If nothing goes wrong, you will get an executable named fusable. And most of the errors are caused by mismatched GPU computing power.

Point generation. To recreate the results from our paper, you need to specify the datapath to <your dtu_testing path>, outdir to <your output save path>, resume to <your model path>, and fusibile_exe_path to <your fusibile path>/fusibile in shell file ./script/dtu_test.sh first and then run:

bash ./scripts/dtu_test.sh

Note that we use the CT-MVSNet_dtu checkpoint when testing on DTU.
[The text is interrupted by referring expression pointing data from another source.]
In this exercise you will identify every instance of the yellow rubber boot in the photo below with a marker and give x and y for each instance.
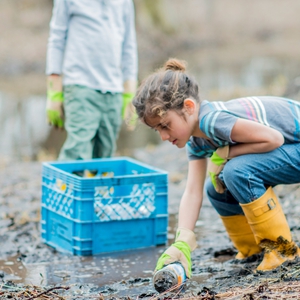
(271, 230)
(241, 235)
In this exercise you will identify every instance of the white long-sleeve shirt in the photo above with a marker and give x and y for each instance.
(93, 43)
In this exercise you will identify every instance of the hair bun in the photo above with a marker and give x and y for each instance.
(175, 64)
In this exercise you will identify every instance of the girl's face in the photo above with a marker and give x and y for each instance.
(172, 127)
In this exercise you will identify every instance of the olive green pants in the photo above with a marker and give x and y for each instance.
(92, 122)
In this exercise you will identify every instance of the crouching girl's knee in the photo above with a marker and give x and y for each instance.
(232, 173)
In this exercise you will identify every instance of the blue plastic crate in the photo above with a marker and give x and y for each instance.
(124, 206)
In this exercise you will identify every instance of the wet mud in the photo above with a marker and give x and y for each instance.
(29, 269)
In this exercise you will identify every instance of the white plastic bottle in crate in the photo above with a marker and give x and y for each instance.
(171, 277)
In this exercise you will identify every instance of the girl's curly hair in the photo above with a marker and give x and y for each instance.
(165, 89)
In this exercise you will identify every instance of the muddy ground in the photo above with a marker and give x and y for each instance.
(29, 268)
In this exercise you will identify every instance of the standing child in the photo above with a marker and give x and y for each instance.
(92, 70)
(253, 145)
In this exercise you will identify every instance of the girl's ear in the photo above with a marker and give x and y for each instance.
(189, 105)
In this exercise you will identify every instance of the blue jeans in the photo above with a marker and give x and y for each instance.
(246, 177)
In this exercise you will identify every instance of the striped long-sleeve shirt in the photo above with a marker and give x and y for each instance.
(216, 120)
(93, 43)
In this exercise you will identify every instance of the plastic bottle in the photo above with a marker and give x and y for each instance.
(171, 277)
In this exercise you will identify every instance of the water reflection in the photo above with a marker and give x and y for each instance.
(25, 133)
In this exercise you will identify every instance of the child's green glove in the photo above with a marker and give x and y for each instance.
(180, 251)
(55, 99)
(55, 108)
(217, 163)
(128, 111)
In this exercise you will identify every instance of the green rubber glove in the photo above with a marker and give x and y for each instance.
(217, 163)
(179, 251)
(128, 112)
(55, 99)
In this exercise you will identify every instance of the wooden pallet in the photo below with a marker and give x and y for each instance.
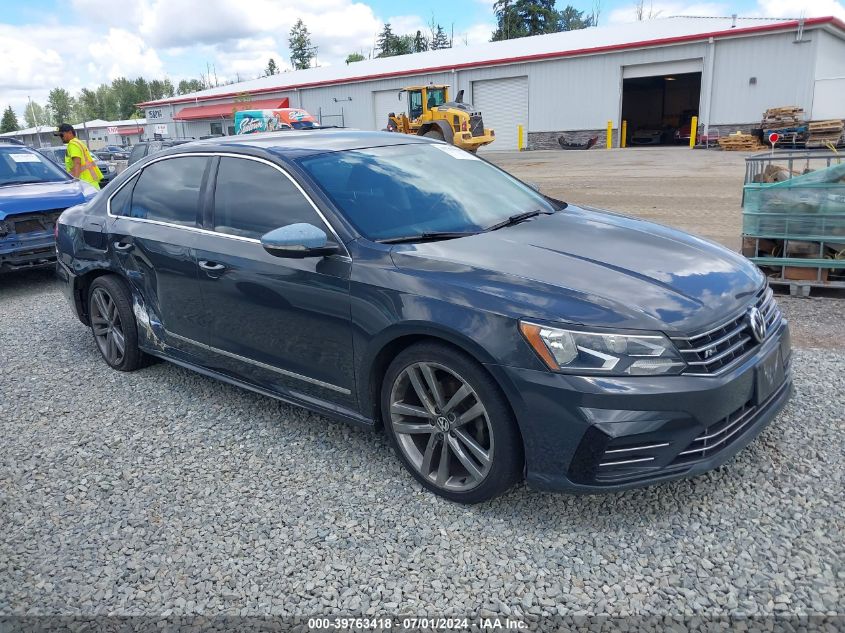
(740, 143)
(834, 125)
(787, 116)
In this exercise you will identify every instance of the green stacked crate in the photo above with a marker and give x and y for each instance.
(795, 229)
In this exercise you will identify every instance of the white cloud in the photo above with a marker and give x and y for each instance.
(123, 54)
(476, 34)
(798, 8)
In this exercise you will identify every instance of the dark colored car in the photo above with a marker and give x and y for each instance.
(146, 148)
(57, 154)
(33, 193)
(494, 332)
(113, 152)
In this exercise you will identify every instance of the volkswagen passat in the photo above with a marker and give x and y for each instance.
(494, 332)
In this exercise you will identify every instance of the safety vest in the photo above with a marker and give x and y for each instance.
(90, 173)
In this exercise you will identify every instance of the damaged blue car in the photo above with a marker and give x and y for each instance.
(33, 193)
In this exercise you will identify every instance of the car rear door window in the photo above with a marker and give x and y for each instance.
(169, 191)
(252, 198)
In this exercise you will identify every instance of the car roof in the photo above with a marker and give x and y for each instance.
(301, 142)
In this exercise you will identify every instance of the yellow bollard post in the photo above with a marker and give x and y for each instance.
(693, 131)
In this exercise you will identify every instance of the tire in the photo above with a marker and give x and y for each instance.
(460, 441)
(113, 322)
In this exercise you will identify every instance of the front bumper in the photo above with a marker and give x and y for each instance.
(595, 434)
(26, 251)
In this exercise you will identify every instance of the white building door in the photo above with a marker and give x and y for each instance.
(503, 104)
(385, 102)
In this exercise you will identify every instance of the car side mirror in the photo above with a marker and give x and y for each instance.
(297, 241)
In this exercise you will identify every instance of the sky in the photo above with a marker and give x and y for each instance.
(79, 44)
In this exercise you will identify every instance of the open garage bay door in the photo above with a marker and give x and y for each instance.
(659, 100)
(385, 102)
(503, 104)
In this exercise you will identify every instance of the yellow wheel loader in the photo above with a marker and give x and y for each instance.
(430, 113)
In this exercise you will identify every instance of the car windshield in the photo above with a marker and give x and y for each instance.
(19, 165)
(407, 190)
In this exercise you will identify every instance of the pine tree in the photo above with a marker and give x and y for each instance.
(440, 40)
(9, 122)
(420, 42)
(386, 42)
(301, 50)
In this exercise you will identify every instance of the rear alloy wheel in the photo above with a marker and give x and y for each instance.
(113, 324)
(450, 424)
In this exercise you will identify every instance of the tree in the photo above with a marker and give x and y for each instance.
(60, 104)
(420, 42)
(522, 18)
(187, 86)
(439, 39)
(9, 123)
(571, 19)
(386, 42)
(301, 51)
(35, 115)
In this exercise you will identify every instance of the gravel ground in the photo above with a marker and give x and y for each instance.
(163, 491)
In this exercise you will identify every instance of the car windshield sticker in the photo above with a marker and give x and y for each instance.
(455, 152)
(25, 158)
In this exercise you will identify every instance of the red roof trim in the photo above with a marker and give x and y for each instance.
(527, 58)
(192, 113)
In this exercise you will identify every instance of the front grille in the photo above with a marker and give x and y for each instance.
(716, 350)
(476, 125)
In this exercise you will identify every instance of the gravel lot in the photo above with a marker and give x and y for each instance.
(164, 491)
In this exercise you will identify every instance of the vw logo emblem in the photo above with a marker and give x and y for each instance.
(757, 323)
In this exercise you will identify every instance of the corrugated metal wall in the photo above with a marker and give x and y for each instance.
(583, 93)
(783, 72)
(829, 79)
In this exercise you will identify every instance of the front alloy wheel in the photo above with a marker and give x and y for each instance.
(450, 424)
(442, 426)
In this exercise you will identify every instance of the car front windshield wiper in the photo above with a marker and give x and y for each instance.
(24, 182)
(426, 237)
(517, 218)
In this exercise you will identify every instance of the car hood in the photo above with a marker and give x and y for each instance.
(591, 267)
(43, 196)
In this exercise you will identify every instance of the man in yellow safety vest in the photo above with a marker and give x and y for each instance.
(78, 160)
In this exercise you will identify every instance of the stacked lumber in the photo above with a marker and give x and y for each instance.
(823, 133)
(784, 117)
(740, 142)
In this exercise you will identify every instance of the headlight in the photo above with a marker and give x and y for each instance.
(603, 353)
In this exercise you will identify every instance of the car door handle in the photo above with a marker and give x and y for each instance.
(211, 266)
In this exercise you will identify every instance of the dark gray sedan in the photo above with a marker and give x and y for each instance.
(398, 282)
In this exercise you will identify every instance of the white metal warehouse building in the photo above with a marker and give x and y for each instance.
(727, 71)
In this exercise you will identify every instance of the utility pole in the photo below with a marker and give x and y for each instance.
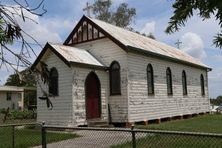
(178, 43)
(88, 9)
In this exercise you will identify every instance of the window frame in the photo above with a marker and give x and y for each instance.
(170, 85)
(118, 92)
(202, 85)
(184, 83)
(8, 96)
(150, 77)
(54, 91)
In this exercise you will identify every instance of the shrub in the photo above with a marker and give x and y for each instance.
(3, 111)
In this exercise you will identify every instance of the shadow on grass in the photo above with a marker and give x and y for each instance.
(28, 137)
(173, 141)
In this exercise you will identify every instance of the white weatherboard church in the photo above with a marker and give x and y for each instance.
(106, 73)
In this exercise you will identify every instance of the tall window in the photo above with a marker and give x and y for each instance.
(202, 85)
(53, 82)
(115, 88)
(184, 82)
(150, 80)
(8, 96)
(169, 81)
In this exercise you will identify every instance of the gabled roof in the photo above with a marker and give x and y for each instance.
(133, 42)
(70, 55)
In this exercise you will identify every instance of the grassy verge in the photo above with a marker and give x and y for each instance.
(204, 123)
(29, 137)
(17, 121)
(173, 141)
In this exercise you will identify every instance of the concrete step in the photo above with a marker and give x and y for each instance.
(97, 123)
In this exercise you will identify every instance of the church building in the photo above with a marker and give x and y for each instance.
(105, 73)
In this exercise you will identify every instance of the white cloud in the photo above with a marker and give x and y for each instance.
(43, 29)
(193, 45)
(149, 28)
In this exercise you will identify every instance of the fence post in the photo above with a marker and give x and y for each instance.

Point testing. You need to move the point clouds generated under each scene into a folder dtu_points. Meanwhile, you need to rename the point cloud in the mvsnet001_l3.ply format (the middle three digits represent the number of scene). Then specify the dataPath, plyPath and resultsPath in ./dtu_eval/BaseEvalMain_web.m and ./dtu_eval/ComputeStat_web.m. Finally, run file ./dtu_eval/BaseEvalMain_web.m through matlab software to evaluate DTU point scene by scene first, then execute file ./dtu_eval/BaseEvalMain_web.m to get the average metrics for the entire dataset.

🖼 Visualization

To visualize the depth map in pfm format, run:

python main.py --vis --depth_path <your depth path> --depth_img_save_dir <your depth image save directory>

The visualized depth map will be saved as <your depth image save directory>/depth.png. For visualization of point clouds, some existing software such as MeshLab can be used.

⏳ Training

DTU training

To train the model from scratch on DTU, specify the datapath and log_dir in ./scripts/dtu_train.sh first and then run:

bash ./scripts/dtu_train.sh

By default, we employ the DistributedDataParallel mode to train our model, you can also train your model in a single GPU.

👩‍ Acknowledgements

Thanks to MVSNet, MVSNet_pytorch and CasMVSNet.